The formula states that the gain factor is equal to the net impact of the falsely advertised brand as a proportion of its total brand impact. The Gain Factor answers the question: What proportion of the preference for the misleading brand is due to the false claims made in its marketing communication? In this case, the gain factor equals:

Gain Factor = [47 – 39]/47 = 17%

This means that the false advertising being contested here is responsible for 17 percent of the total preference for the brand that is attributable directly to the false advertising of the four attributes.

Discussion

When a brand is alleged to have engaged in false advertising the plaintiff lays claim to a portion of the infringing brand’s revenue and profits arguing that ceteris paribus, if it were not for the false claims, its own sales and profits would have been higher. This formulation pits two brands against each other in a zero-sum scenario.

Consumer research cannot estimate the transfer of sales, revenue or profits from one brand to another that is due to false claims. But, as demonstrated in this paper, consumer research can estimate the overall ill-gotten gain of the alleged misleading brand.

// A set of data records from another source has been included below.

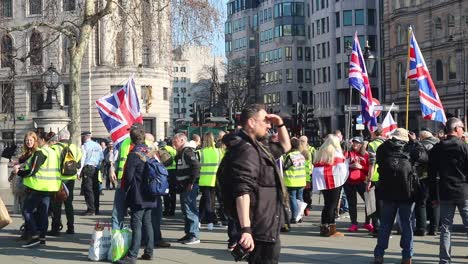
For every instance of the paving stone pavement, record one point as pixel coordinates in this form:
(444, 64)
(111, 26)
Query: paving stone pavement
(301, 245)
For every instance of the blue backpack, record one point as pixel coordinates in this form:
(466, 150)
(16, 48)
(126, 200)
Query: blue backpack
(154, 177)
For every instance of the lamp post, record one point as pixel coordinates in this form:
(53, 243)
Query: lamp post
(51, 80)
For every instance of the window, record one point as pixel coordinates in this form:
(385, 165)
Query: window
(337, 19)
(452, 68)
(439, 71)
(35, 7)
(307, 53)
(35, 46)
(288, 75)
(347, 17)
(299, 53)
(288, 53)
(37, 95)
(338, 45)
(165, 93)
(307, 75)
(371, 17)
(6, 8)
(300, 75)
(7, 101)
(451, 21)
(6, 49)
(338, 71)
(68, 5)
(359, 17)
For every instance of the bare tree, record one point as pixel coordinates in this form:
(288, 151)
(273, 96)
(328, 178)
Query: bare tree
(192, 21)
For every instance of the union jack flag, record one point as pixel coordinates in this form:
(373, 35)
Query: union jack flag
(359, 80)
(119, 111)
(431, 106)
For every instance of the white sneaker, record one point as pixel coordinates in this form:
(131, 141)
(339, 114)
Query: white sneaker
(209, 226)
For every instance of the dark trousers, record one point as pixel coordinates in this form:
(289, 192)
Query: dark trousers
(91, 192)
(170, 199)
(207, 204)
(351, 191)
(308, 197)
(330, 198)
(69, 211)
(139, 218)
(265, 253)
(36, 222)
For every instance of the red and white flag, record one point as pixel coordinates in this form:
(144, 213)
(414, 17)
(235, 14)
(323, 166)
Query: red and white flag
(388, 125)
(330, 176)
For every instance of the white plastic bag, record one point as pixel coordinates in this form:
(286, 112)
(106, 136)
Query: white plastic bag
(100, 243)
(121, 239)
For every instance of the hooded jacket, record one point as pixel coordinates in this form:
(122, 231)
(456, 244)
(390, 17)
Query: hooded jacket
(252, 170)
(448, 170)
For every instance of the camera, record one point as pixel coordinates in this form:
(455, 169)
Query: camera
(239, 253)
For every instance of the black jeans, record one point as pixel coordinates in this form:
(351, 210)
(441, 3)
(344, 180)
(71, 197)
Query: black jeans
(170, 199)
(351, 191)
(69, 211)
(140, 217)
(265, 253)
(90, 184)
(207, 204)
(330, 198)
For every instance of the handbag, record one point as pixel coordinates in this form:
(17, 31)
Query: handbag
(5, 218)
(100, 243)
(62, 194)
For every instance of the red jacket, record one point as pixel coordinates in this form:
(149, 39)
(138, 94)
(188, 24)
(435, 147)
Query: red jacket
(358, 175)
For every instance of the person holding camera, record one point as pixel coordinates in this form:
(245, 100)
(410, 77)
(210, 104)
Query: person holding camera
(259, 197)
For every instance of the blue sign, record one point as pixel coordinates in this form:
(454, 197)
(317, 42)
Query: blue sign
(359, 119)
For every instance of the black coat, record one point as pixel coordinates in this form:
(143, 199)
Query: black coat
(448, 170)
(133, 178)
(253, 171)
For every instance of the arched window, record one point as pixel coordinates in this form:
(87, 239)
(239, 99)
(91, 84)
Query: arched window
(35, 7)
(452, 68)
(35, 48)
(439, 71)
(451, 21)
(7, 52)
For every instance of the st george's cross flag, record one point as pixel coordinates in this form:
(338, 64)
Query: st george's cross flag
(330, 176)
(359, 80)
(431, 106)
(119, 111)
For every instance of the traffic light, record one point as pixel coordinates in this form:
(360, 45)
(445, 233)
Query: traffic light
(193, 113)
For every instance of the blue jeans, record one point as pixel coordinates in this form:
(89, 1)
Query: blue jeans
(156, 217)
(188, 203)
(295, 193)
(447, 211)
(120, 206)
(39, 201)
(141, 217)
(387, 218)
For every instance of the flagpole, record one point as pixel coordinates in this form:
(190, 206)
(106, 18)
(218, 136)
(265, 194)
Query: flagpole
(410, 30)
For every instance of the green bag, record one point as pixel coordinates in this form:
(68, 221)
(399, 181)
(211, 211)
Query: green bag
(121, 239)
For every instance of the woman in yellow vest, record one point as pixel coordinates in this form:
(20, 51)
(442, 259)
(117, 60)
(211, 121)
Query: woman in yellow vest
(41, 176)
(210, 157)
(294, 177)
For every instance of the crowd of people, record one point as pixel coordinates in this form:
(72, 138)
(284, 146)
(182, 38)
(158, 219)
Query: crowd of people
(258, 182)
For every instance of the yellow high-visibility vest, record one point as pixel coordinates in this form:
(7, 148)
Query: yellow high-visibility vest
(209, 162)
(295, 175)
(47, 177)
(76, 153)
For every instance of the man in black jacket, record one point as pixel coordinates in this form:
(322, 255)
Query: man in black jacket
(187, 175)
(259, 194)
(448, 181)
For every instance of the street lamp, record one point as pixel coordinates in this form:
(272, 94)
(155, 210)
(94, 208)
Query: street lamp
(51, 80)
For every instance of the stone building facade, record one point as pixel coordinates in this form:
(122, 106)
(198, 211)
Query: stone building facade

Instead of pitting a specific brand against the alleged infringer, this estimate is pitting the infringer against the average of all brands in the product category. It does so by estimating the ill-gotten gain as compared to not having used the allegedly misleading claims.

We can employ consumer research as shown here to assess the gain from misleading communication regardless of who the loser might be, as long as the loser is a brand operating in the same product space.

The methodology discussed here provides the finder of fact with a quantitative estimate of the impact of false advertising that should be of value in finding for one of the litigants.